The reason I say this is largely the fault of my cousin. We were at her birthday party on Saturday night and as her friends started to drift in, fashionably late of course, it struck me just how old I am. There I was, surrounded by nubile young girls and all I could think was “ohhh, they’ll catch their death..”.
Hmmm, that last sentence makes me sound like a dirty old pervert, sitting in the corner of the hall, my seedy little eyes roving for glimpses of flesh. For the record we were NOT sitting in the corner of the hall.
Where was I? Ohh yes. I can safely say I don’t think I’ve ever seen so many short skirts and platform heels in one place. At least not since, errr… that night in that.. er… club place thingy. I know it’s all the fashion these days and I’m all for people expressing themselves but it was -3C outside! Mind you, I’m sure I was that young and foolish when I was 18.
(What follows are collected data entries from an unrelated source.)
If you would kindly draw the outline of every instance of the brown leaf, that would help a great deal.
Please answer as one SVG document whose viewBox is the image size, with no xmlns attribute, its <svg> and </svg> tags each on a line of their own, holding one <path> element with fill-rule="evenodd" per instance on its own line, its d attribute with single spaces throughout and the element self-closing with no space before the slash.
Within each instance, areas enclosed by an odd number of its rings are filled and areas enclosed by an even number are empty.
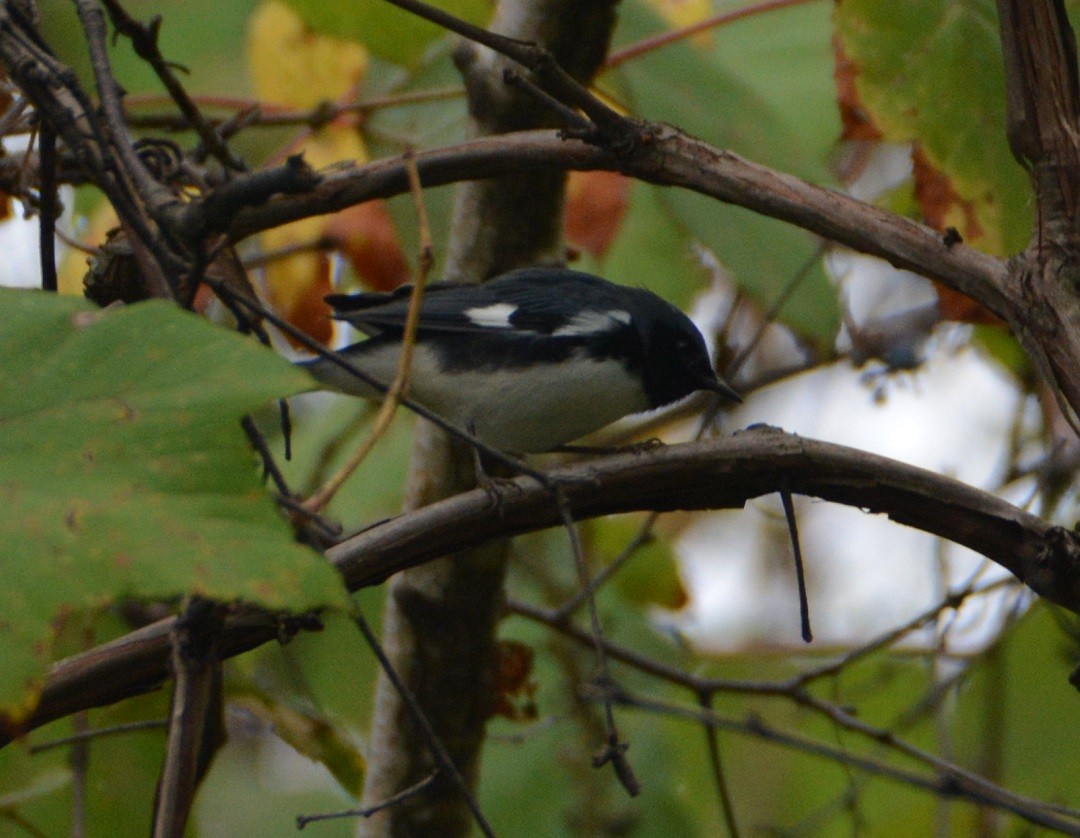
<svg viewBox="0 0 1080 838">
<path fill-rule="evenodd" d="M 323 235 L 369 288 L 392 291 L 409 281 L 409 264 L 384 201 L 342 210 L 330 219 Z"/>
<path fill-rule="evenodd" d="M 492 714 L 514 722 L 536 718 L 537 684 L 530 679 L 535 653 L 517 640 L 500 640 L 496 649 L 495 706 Z"/>
<path fill-rule="evenodd" d="M 957 194 L 948 176 L 934 166 L 918 146 L 915 146 L 911 153 L 911 162 L 915 200 L 922 213 L 923 222 L 943 235 L 953 230 L 969 244 L 982 238 L 985 232 L 979 224 L 974 205 Z M 1001 323 L 996 315 L 970 297 L 938 283 L 935 283 L 935 287 L 938 308 L 946 320 L 959 323 Z"/>
<path fill-rule="evenodd" d="M 571 172 L 566 184 L 566 239 L 603 256 L 622 226 L 633 181 L 618 172 Z"/>
<path fill-rule="evenodd" d="M 840 39 L 833 37 L 833 78 L 836 81 L 836 104 L 840 108 L 841 140 L 880 140 L 881 131 L 863 107 L 855 83 L 854 62 L 844 52 Z"/>
</svg>

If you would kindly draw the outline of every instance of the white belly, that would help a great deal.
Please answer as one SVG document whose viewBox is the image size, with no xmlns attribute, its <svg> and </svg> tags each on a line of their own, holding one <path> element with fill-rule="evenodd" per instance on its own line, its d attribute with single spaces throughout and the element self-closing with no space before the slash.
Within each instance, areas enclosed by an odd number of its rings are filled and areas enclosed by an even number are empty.
<svg viewBox="0 0 1080 838">
<path fill-rule="evenodd" d="M 398 354 L 396 347 L 386 346 L 358 354 L 354 360 L 373 378 L 389 384 L 397 372 Z M 317 361 L 308 368 L 339 390 L 363 398 L 374 396 L 370 388 L 328 362 Z M 438 372 L 435 358 L 418 347 L 411 381 L 411 398 L 488 445 L 511 452 L 550 451 L 649 408 L 620 364 L 590 359 L 579 360 L 573 376 L 563 364 L 515 369 L 499 376 L 475 372 L 448 376 Z"/>
<path fill-rule="evenodd" d="M 413 395 L 495 448 L 550 451 L 630 413 L 648 409 L 634 380 L 618 364 L 586 361 L 567 375 L 562 365 L 491 376 L 464 373 L 417 383 Z"/>
</svg>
In saying that, I can’t remember my 18th birthday in particular. Ohhh god, now my memory is failing.
Add that to the dodgy knee (it’s knackered again) and the increasing propensity of my use of the mannerisms of my father – something else that was pointed out to me on Saturday night when my other cousin said “ohh you looked just like your Dad there!” – and I’m as well to call it quits and find a nice quiet retirement home.
Mind you, Friday night saw me on a work night out and again I was one of the last to leave, the younger whippersnappers (ohh god, did I just write “whippersnappers”?? Shoot me now!) all left well before chucking out time. Kids these days, no stamina.
And no, I wasn’t drunk, tipsy a little but quite in control of my senses thank you. In fact, as I wandered to George Square to get a taxi home, I can distinctly remember seeing a group of girls standing around outside a nightclub and thinking “ohhh, they’ll catch their death…”.